|Defensive end Jason Jones strips the ball away from Buccaneers running back LeGarrette Blount.|
NASHVILLE, Tenn. — Forcing a fumble from behind is usually credited as an effort play.
Titans defensive coordinator Jerry Gray calls it the "Stack Monster," an entity that can quickly sway momentum from team to team.
There were multiple sightings in Tennessee last Sunday, including the second play of the game.
Defensive lineman Jason Jones spun around, spotted Tampa Bay running back LeGarrette Blount ahead of him and pursued the pigskin. Jones popped the ball loose, and Jason McCourty recovered it.
"We tell our defensive linemen all the time — we call it the Stack Monster — if you get out of the stack and you run, running backs never know where you are, Gray said. "All of a sudden, he may be throwing a move on the guy in front of him, and you cause the fumble.
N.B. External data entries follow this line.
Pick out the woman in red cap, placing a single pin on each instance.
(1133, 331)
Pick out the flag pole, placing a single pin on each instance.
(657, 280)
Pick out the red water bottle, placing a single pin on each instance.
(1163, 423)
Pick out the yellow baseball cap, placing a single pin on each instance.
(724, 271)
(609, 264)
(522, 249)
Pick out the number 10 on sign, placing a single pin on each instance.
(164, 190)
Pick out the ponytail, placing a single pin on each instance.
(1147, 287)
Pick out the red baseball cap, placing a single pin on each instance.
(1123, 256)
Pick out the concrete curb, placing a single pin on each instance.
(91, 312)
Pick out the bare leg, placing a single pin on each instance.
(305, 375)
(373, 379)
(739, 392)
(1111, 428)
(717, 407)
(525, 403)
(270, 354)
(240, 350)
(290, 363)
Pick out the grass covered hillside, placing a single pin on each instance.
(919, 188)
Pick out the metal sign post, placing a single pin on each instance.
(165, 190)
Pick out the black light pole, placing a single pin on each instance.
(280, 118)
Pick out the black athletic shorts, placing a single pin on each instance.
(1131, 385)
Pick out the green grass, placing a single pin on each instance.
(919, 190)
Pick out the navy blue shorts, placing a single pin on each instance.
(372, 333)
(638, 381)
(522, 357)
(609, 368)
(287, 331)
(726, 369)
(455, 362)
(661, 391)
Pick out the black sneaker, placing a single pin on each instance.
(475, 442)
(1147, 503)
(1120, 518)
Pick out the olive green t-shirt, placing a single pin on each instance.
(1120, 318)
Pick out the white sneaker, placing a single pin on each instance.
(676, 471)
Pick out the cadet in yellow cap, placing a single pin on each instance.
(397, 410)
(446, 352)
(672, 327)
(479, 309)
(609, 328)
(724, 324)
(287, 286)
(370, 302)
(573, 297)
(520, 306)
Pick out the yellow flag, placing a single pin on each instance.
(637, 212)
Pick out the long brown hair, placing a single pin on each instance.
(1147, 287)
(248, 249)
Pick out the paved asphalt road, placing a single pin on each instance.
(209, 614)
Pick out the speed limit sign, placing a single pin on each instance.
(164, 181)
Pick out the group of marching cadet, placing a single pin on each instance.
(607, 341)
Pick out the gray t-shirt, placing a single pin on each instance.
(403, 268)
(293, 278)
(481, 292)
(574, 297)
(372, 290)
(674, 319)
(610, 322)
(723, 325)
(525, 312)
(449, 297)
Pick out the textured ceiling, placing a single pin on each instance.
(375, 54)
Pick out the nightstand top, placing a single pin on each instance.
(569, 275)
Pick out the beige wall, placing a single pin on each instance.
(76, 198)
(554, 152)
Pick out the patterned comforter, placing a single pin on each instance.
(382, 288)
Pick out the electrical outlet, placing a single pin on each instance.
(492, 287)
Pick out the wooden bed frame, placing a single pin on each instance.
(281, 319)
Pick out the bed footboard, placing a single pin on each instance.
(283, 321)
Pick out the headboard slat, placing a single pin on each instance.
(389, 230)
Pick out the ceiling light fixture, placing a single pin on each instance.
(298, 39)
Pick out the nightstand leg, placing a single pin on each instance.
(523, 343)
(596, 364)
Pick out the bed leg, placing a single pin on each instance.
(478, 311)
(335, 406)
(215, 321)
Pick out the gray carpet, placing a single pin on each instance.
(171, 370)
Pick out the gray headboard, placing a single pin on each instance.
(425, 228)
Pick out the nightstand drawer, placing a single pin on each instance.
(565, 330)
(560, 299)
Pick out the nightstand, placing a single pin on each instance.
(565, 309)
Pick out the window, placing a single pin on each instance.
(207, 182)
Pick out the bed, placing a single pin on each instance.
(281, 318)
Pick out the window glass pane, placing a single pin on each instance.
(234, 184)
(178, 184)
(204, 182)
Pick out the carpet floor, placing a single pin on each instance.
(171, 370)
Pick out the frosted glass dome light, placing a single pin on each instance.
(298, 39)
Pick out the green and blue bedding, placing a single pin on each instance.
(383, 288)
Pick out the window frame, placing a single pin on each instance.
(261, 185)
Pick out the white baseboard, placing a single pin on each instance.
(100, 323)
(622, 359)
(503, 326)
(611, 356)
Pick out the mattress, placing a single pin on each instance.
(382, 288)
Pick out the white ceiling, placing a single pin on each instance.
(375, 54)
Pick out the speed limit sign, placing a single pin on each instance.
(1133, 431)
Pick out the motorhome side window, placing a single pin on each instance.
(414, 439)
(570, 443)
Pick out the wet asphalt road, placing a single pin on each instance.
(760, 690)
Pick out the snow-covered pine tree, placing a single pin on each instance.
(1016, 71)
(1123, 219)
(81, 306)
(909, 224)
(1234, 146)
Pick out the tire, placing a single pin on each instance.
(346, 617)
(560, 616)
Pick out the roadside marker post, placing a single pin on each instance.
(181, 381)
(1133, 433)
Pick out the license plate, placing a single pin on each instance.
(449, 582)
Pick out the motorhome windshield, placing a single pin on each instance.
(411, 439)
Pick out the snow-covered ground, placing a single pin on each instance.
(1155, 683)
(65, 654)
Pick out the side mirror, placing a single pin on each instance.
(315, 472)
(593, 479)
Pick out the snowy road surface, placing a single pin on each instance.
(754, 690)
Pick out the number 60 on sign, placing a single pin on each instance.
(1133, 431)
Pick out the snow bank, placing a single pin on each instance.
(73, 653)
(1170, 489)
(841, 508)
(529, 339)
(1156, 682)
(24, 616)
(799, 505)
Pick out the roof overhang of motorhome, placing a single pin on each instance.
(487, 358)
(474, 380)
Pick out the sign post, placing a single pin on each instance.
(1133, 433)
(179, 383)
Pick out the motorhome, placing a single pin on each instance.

You're busting your tail, you're doing what you're supposed to do, good things happen," Gray said.
The pursuit play is a product of hustle and determination.
"Our D-line coach (Tracy Rocker) always says get out of the stack if it's a screen or something else like that cause we're the ones that are going to help everyone else out. It's important for us to run after the ball. Most of the time those running backs think they've got a clear shot, so you come from behind them, punch it out, you can change the game and get a turnover or something like that."
Jones said that type of play is a point of pride for defensive linemen because it "shows our athleticism and shows that we can actually run and chase somebody down" but it's not limited to the position. Safety Jordan Babineaux also forced a fumble from behind after Mike Williams caught a pass in the third quarter.
Cold, rainy weather made the football tough to secure for both teams, which combined for nine turnovers Sunday. Dave Ball recorded a sack fumble that he recovered against Josh Freeman, and Jurrell Casey wrestled the ball away from Blount and grabbed it as he fell down.
"I saw him running with the ball kind of loose, so my first instinct was to try to get the ball back for our offense. After I took it from him, I told teammates that I had told (Blount), 'Give me that. I need that. It's mine.' It wasn't directed toward him."
Casey said defensive players have to rev their "motors" to get to the ball on certain plays.
"You just keep going and going," Casey said. "You might get beat initially on plays but as long as you keep going, a lot of times that's when turnovers happen."
Turnovers are usually an important indicator of outcomes and will likely be so again Sunday when Tennessee (6-5) visits Buffalo (5-6). The Bills have thrived by taking the ball away from opponents with 16 interceptions (second best in the NFL) and six fumble recoveries.
Quarterback Matt Hasselbeck said Tennessee's offense must protect the football better than it did against Tampa Bay when momentum swung from team to team like a pendulum.
"Everyone talks about getting turnovers," Hasselbeck said. "These guys are doing a really good job statistically. They're not high on the sheet in any category — against the run, against the pass, touchdowns, not of that — but when it comes to takeaways, which is a very important stat, they are top five, whether you're talking about fumbles or interceptions. That's got to be a point of emphasis for us to protect the football."
The Titans overcame four turnovers — two interceptions and two fumbles — against the Buccaneers by forcing five. Tennessee is plus-3 in turnover margin this season and wants to keep increasing that number in the final five games of the year.
"When you get to the ball, good things happen," safety Chris Hope said. "You've got to find a way to create turnovers. Anything and everything helps. Any turnover is crucial, any extra effort to stop someone from getting a first down is important, so that's what you have to do."